At dinner with friends the other night, Sarah, a mother of two young adults, said something that struck me. We’ve all heard how hard young adults have it during this recession. Latest estimates are that more than 50% of recent graduates are either unemployed or underemployed (working at a job they’re overqualifid for). But as Sarah said, it might just be the parents who are getting the rawest deal.
“We expected to be supporting our kids for only so long,” she said. “We’re the ones who are squeezed. We hadn’t planned on this part.” Indeed. Rising health care costs (and now young adults can stay on the family plan until age 26, adding to the fee), decimated 401ks, aging parents, and falling housing values are all added on to a new cost: supporting their young 20-somethings.
Indeed, a new study by the University of Michigan for the MacArthur Network on Transitions to Adulthood (whose research I based my book on), finds that 60% of young adults age 19-22 received money from their parents in the past year, and the amounts were not unsubstantial: on average, $7,500. And that was before the recession. It is sure to have risen.
Familial Financial Assistance to Young Adults, [pdf] by Patrick Wightman and Robert Schoeni of the University of Michigan’s National Poverty Center, and Keith Robinson of the University of Texas at Austin, uses data from 2,098 interviews conducted between 2005 and 2009, with young men and women and their families to examine how much parents are giving and for what.
“Young people in the U.S. are taking longer to leave home, finish their schooling, get stable jobs, get married, and have children,” says Wightman. “And the slow transition to traditional adult roles has been accompanied by an increase in the financial support young adults receive from their parents.”
Interestingly, the researchers found that a child’s demeanor early on predicts how much financial help they will receive later. So any 12-year-olds reading this: shape up and play nice.
“Basically,” says Wightman in a press release, “this finding shows that parents are more inclined to provide extra support to children whom they perceive as more positive and outgoing. They’re more likely to help those who, even at a young age, help themselves.”
About 65 percent of the young adults lived at home for a significant portion of every year, and the analysis did not include the value of room, board or food. However it did include money for housing away from home, a vehicle, college tuition, help paying pills or just as a gift or personal loan.
Among the key findings:
- About 42 percent of respondents reported their parents helped them pay bills, with those receiving help getting an average of $1,741;
- Nearly 35 percent of young adults said their parents helped with college tuition, with those receiving help given an average of $10,147;
- About 23 percent received help with vehicles (about $9,682 on average);
- About 22 percent received help with their rent away from home ($3,937 on average);
- About 11 percent said they received loans from their parents ($2,079 on average) and nearly 7 percent said they received financial gifts (average amount of $8,220).

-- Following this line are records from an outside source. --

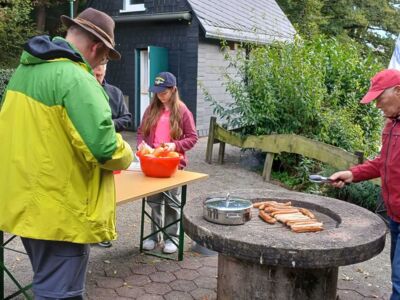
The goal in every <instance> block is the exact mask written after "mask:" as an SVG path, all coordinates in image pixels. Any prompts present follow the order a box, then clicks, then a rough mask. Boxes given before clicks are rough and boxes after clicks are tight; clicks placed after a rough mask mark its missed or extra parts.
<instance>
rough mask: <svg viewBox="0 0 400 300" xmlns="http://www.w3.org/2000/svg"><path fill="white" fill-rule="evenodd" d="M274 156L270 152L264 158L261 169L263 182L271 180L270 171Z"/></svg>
mask: <svg viewBox="0 0 400 300" xmlns="http://www.w3.org/2000/svg"><path fill="white" fill-rule="evenodd" d="M274 156H275V154H274V153H270V152H267V155H266V156H265V163H264V169H263V178H264V181H270V180H271V171H272V163H273V162H274Z"/></svg>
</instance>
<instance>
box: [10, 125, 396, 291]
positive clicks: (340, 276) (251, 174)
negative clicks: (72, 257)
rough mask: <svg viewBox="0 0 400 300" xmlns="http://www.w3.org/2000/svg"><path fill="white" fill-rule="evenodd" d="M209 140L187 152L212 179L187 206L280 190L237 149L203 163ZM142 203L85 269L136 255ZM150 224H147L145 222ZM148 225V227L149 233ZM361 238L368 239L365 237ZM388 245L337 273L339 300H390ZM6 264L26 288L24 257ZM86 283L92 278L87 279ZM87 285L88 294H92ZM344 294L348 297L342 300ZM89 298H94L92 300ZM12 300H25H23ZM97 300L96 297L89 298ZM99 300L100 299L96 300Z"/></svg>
mask: <svg viewBox="0 0 400 300" xmlns="http://www.w3.org/2000/svg"><path fill="white" fill-rule="evenodd" d="M124 136H125V138H126V139H127V140H128V141H129V143H130V144H131V145H133V146H134V145H135V134H134V133H126V134H124ZM206 145H207V138H201V139H200V140H199V143H198V144H197V145H196V146H195V148H194V149H192V150H191V151H189V152H188V157H189V166H188V168H187V170H189V171H196V172H202V173H207V174H209V175H210V177H209V178H208V179H207V180H204V181H200V182H197V183H194V184H191V185H189V186H188V200H189V201H190V199H191V198H193V197H195V196H197V195H205V194H207V193H211V192H221V193H222V194H225V193H227V192H230V191H234V190H235V189H243V188H262V189H273V190H279V189H283V188H282V187H280V186H277V185H274V184H271V183H266V182H264V181H263V180H262V177H261V176H260V175H259V174H258V173H256V172H254V171H252V170H250V169H251V166H252V165H253V164H254V162H253V160H252V158H250V157H249V156H248V155H246V154H245V153H243V152H241V151H240V149H238V148H236V147H232V146H229V145H227V146H226V152H225V163H224V164H223V165H219V164H218V163H217V155H218V154H217V151H218V145H215V146H214V154H213V155H214V156H213V157H214V161H213V163H212V164H211V165H210V164H207V163H206V162H205V150H206ZM140 208H141V202H140V201H136V202H133V203H129V204H124V205H121V206H119V207H118V208H117V230H118V234H119V238H118V240H116V241H114V242H113V247H111V248H109V249H104V248H100V247H98V246H93V247H92V250H91V259H90V266H89V269H90V270H92V269H96V268H97V266H98V265H99V264H102V263H104V261H110V260H112V259H118V258H121V257H131V256H133V255H137V254H138V253H139V251H138V246H139V227H140V226H139V224H140ZM147 223H148V222H147ZM148 225H149V224H146V227H148ZM365 234H368V232H366V233H365ZM185 246H186V250H189V251H190V249H191V246H192V242H191V241H190V239H189V238H187V239H186V245H185ZM10 247H14V248H16V249H21V248H22V247H21V243H20V241H19V239H15V240H14V241H13V242H11V243H10ZM389 248H390V240H389V237H388V239H387V243H386V247H385V249H384V251H383V252H382V253H381V254H380V255H378V256H376V257H374V258H373V259H371V260H369V261H366V262H363V263H359V264H356V265H350V266H345V267H341V268H340V269H339V283H338V286H339V294H340V298H341V299H388V298H389V295H390V290H391V283H390V261H389ZM6 263H7V265H8V267H9V268H10V269H11V270H12V272H13V274H15V275H16V277H17V278H18V279H19V280H20V281H21V282H22V283H28V282H29V281H30V280H31V276H32V273H31V269H30V266H29V262H28V260H27V258H26V256H25V255H22V254H19V253H13V252H10V251H6ZM89 277H90V276H89ZM90 284H91V283H90V282H88V288H90ZM13 289H14V287H13V284H12V282H11V281H10V280H9V279H7V280H6V295H7V294H8V293H10V292H11V291H12V290H13ZM347 294H348V297H346V295H347ZM91 298H92V297H91ZM16 299H23V298H22V297H19V298H16ZM93 299H96V297H93ZM99 299H100V298H99Z"/></svg>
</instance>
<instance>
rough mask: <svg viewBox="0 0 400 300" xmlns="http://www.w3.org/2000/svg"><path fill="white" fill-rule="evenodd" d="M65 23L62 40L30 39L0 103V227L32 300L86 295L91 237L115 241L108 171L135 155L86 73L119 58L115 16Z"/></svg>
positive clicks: (88, 12)
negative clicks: (10, 249) (86, 278)
mask: <svg viewBox="0 0 400 300" xmlns="http://www.w3.org/2000/svg"><path fill="white" fill-rule="evenodd" d="M61 20H62V22H63V23H64V24H65V25H66V26H67V27H68V31H67V35H66V38H65V39H63V38H60V37H56V38H54V39H53V40H50V39H49V37H48V36H37V37H34V38H32V39H31V40H29V41H28V42H27V44H26V45H25V47H24V51H23V53H22V56H21V59H20V65H19V67H18V68H17V70H16V71H15V73H14V75H13V77H12V78H11V80H10V82H9V85H8V86H7V89H6V93H5V96H4V97H3V99H2V100H1V102H0V141H1V143H2V146H1V147H0V166H1V168H0V195H1V197H0V230H1V231H5V232H9V233H12V234H15V235H19V236H20V237H21V240H22V243H23V245H24V247H25V249H26V251H27V253H28V255H29V258H30V260H31V263H32V268H33V271H34V276H33V292H34V294H35V299H37V300H44V299H83V293H84V283H85V275H86V268H87V264H88V256H89V244H90V243H98V242H101V241H104V240H113V239H115V238H116V232H115V192H114V190H115V187H114V177H113V170H121V169H125V168H127V167H128V166H129V165H130V163H131V161H132V158H133V157H132V150H131V148H130V147H129V145H128V144H127V143H126V142H125V141H124V140H123V139H122V137H121V135H120V134H117V133H116V132H115V129H114V125H113V121H112V118H111V110H110V107H109V104H108V98H107V95H106V94H105V92H104V90H103V88H102V87H101V85H100V84H99V83H98V82H97V80H96V78H95V77H94V76H93V72H92V68H94V67H96V66H97V65H99V64H102V63H105V62H106V61H107V60H108V59H119V58H120V54H119V53H118V52H117V51H116V50H115V49H114V45H115V43H114V22H113V20H112V19H111V18H110V17H109V16H108V15H106V14H104V13H103V12H100V11H98V10H95V9H91V8H89V9H86V10H85V11H83V12H82V13H81V14H79V15H78V17H77V18H75V19H70V18H68V17H66V16H62V17H61ZM11 129H12V130H11Z"/></svg>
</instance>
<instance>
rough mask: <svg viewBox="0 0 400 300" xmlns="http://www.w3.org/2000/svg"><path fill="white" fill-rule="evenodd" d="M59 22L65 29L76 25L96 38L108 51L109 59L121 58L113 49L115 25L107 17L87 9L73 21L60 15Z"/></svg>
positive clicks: (114, 23)
mask: <svg viewBox="0 0 400 300" xmlns="http://www.w3.org/2000/svg"><path fill="white" fill-rule="evenodd" d="M61 22H62V23H63V24H64V25H65V26H67V28H68V27H70V26H71V25H77V26H79V27H80V28H82V29H84V30H86V31H87V32H90V33H91V34H93V35H94V36H95V37H97V38H98V39H99V40H100V41H102V42H103V43H104V45H106V46H107V48H109V49H110V59H112V60H118V59H120V58H121V54H119V52H118V51H117V50H115V49H114V47H115V42H114V28H115V23H114V20H113V19H112V18H111V17H110V16H109V15H107V14H105V13H103V12H101V11H99V10H97V9H94V8H90V7H89V8H87V9H85V10H84V11H82V12H81V13H80V14H79V15H78V16H77V17H76V18H75V19H71V18H70V17H68V16H65V15H62V16H61Z"/></svg>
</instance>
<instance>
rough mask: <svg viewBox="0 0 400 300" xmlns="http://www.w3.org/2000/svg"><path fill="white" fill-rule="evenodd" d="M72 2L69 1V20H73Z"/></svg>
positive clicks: (73, 11) (70, 1)
mask: <svg viewBox="0 0 400 300" xmlns="http://www.w3.org/2000/svg"><path fill="white" fill-rule="evenodd" d="M74 1H75V0H69V16H70V17H71V19H73V18H74Z"/></svg>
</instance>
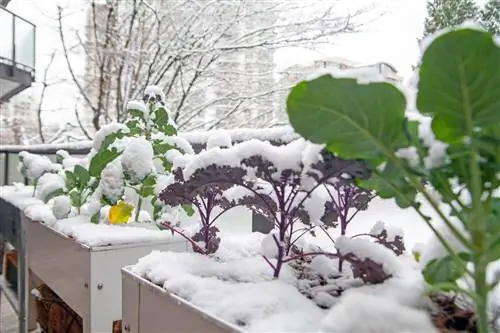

“As expected, we found a large difference between high- and low-income families both in terms of whether or not they provided financial help to young adult children, and in terms of the amount they provided,” says Wightman.
About 80 percent of high-income parents provided help to young adult children, Wightman found, compared with slightly less than half of low-income parents.
“The gap is especially large for education related assistance,” he reports, which is pause for concern, given the widening income disparity in the US between those with and without college degrees. “While just 11 percent of low-income youth received tuition assistance from their parents, 66 percent of high-income youth did. And among those who did get help, kids from high-income families received an average of $12,877, compared to $5,788 for those from low-income families.”
Still, he reports, poorer families who did help their young adult children provided as great a share of their income overall as wealthier families did – about 10 percent.
Ten percent of household income is the unexpected outlay that my friend Sarah was talking about. When Boomers like Sarah were starting out in life, they felt they had a clear idea of how life would unfold, and part of that was that they would financially support their children until they were 18 and then their kids would be off on their own. They also thought they’d have a pension to fall back on, and health care costs were the last thing on their minds. But in their lifetime, everything has changed. The pensions are gone along with job security. Health care costs have risen astronomically. And now, their children are remaining at home longer as the paths into adulthood stretch out longer. It’s enough to cause anyone gray hair.
What are your thoughts? Should parents continue to support their kids? How much do you spend on your young adult kids? Are you sacrificing your retirement income to offer this support? Is there a benefit to all this?